ROANOKE TIMES Copyright (c) 1996, Roanoke Times DATE: Sunday, May 12, 1996 TAG: 9605100010 SECTION: EDITORIAL PAGE: 2 EDITION: METRO
REMEMBER the ``sky is falling'' predictions before the Family and Medical Leave Act was enacted in 1993? Business lobbyists warned it would amount to a hidden tax on employers, disrupt business operations and reduce productivity.
Partly because President Clinton made it one of his first priorities after taking office, Congress passed the family-leave law anyway. And - guess what - the sky didn't fall.
A bipartisan commission set up to track the legislation's impact recently reported that the law is helping workers as was intended - and isn't causing undue hardships for their employers.
Between 1.5 million and 3 million Americans took unpaid leaves between January 1994 and July 1995 - less than 4 percent of the eligible workers.
Ninety percent of employers reported no change or only small increases in their costs related to benefits, hiring, etc., and 86 percent of employers said the law has had no noticeable effect on business productivity.
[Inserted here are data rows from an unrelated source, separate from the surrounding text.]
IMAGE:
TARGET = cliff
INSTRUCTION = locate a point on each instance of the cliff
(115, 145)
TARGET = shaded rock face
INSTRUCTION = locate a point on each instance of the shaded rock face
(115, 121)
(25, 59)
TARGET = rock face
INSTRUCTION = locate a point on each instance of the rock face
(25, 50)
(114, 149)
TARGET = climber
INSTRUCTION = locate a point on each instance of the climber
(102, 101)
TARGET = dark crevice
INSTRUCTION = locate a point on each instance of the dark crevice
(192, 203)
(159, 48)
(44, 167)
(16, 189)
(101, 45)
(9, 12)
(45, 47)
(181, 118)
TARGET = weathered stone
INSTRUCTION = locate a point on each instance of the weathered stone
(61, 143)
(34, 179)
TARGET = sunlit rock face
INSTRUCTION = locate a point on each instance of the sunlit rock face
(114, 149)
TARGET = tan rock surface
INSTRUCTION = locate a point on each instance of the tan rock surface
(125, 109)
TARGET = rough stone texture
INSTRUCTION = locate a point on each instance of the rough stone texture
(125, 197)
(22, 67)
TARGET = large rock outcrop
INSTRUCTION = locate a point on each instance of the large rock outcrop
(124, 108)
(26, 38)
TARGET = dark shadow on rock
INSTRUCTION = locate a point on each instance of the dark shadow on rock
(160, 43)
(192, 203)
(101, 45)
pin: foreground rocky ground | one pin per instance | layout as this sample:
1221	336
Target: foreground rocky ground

The family-leave law remains one of the few pro-family and pro-worker actions taken by Congress in recent years. Clearly, it was and is needed. Workers ought to be able to take time off, unpaid, to care for a newborn baby or a family member in a medical emergency - without facing the prospect of losing their jobs.
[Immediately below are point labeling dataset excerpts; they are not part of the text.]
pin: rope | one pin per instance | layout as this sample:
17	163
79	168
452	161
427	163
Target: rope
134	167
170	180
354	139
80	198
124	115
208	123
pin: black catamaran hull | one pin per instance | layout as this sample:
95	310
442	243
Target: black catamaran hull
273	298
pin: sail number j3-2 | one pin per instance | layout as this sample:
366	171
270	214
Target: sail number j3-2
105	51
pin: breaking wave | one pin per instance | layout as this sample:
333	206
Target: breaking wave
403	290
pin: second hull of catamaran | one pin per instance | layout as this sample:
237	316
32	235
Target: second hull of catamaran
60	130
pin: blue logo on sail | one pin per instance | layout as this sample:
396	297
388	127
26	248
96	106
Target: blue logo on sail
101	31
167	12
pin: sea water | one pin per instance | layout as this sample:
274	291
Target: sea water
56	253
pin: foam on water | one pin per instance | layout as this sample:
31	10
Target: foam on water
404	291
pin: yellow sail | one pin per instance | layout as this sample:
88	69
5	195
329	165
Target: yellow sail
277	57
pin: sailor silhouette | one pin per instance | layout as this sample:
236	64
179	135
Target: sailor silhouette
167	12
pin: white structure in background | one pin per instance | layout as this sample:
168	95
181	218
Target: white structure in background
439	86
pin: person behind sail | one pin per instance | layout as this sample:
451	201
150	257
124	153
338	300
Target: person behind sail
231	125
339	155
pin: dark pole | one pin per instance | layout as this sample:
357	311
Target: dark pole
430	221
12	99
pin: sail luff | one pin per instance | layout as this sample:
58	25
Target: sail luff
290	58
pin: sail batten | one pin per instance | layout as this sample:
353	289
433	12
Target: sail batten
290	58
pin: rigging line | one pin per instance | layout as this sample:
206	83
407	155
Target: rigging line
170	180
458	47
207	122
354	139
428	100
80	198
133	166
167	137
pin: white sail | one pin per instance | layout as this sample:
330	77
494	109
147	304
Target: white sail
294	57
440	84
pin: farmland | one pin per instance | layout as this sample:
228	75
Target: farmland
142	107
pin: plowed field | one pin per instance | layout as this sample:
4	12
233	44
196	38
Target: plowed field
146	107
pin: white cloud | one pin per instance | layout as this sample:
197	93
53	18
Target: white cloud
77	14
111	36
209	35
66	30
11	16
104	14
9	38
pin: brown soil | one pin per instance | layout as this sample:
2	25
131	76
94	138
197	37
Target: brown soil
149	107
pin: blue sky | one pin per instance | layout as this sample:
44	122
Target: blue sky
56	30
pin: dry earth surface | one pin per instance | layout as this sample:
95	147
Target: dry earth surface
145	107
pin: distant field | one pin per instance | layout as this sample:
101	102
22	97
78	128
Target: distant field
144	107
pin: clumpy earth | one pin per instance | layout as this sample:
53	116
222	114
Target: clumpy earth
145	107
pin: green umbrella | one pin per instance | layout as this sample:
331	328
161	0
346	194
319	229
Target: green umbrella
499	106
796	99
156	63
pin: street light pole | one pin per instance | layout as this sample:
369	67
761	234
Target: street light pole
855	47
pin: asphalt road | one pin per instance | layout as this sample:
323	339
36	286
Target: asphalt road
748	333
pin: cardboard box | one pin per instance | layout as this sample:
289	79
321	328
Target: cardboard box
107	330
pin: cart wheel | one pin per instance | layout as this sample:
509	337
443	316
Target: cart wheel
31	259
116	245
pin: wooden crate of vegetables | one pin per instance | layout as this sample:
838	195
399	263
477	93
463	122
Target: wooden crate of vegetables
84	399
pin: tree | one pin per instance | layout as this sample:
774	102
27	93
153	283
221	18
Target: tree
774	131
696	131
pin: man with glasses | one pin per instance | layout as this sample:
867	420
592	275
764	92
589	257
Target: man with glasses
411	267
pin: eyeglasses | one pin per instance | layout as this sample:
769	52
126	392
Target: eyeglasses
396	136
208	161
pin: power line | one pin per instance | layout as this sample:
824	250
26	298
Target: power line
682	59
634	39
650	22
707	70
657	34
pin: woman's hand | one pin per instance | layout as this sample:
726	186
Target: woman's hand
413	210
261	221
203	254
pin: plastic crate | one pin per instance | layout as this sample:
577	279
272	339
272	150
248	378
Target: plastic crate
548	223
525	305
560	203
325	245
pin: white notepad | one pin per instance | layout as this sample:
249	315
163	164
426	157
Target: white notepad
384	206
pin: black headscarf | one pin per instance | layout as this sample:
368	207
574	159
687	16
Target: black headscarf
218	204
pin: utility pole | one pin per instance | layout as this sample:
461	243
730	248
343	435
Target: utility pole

Though the report didn't say so, we suspect the law may have saved businesses money. Every time they have to hire and train a replacement worker for one let go, there's a cost involved. And studies have shown that workers are more productive and more loyal when their employers demonstrate a concern for family situations.
Coming as it does during debate over raising the minimum wage, the report on the family-leave law should serve as timely reminder to Congress: Worst-case scenarios and actual impacts aren't always the same.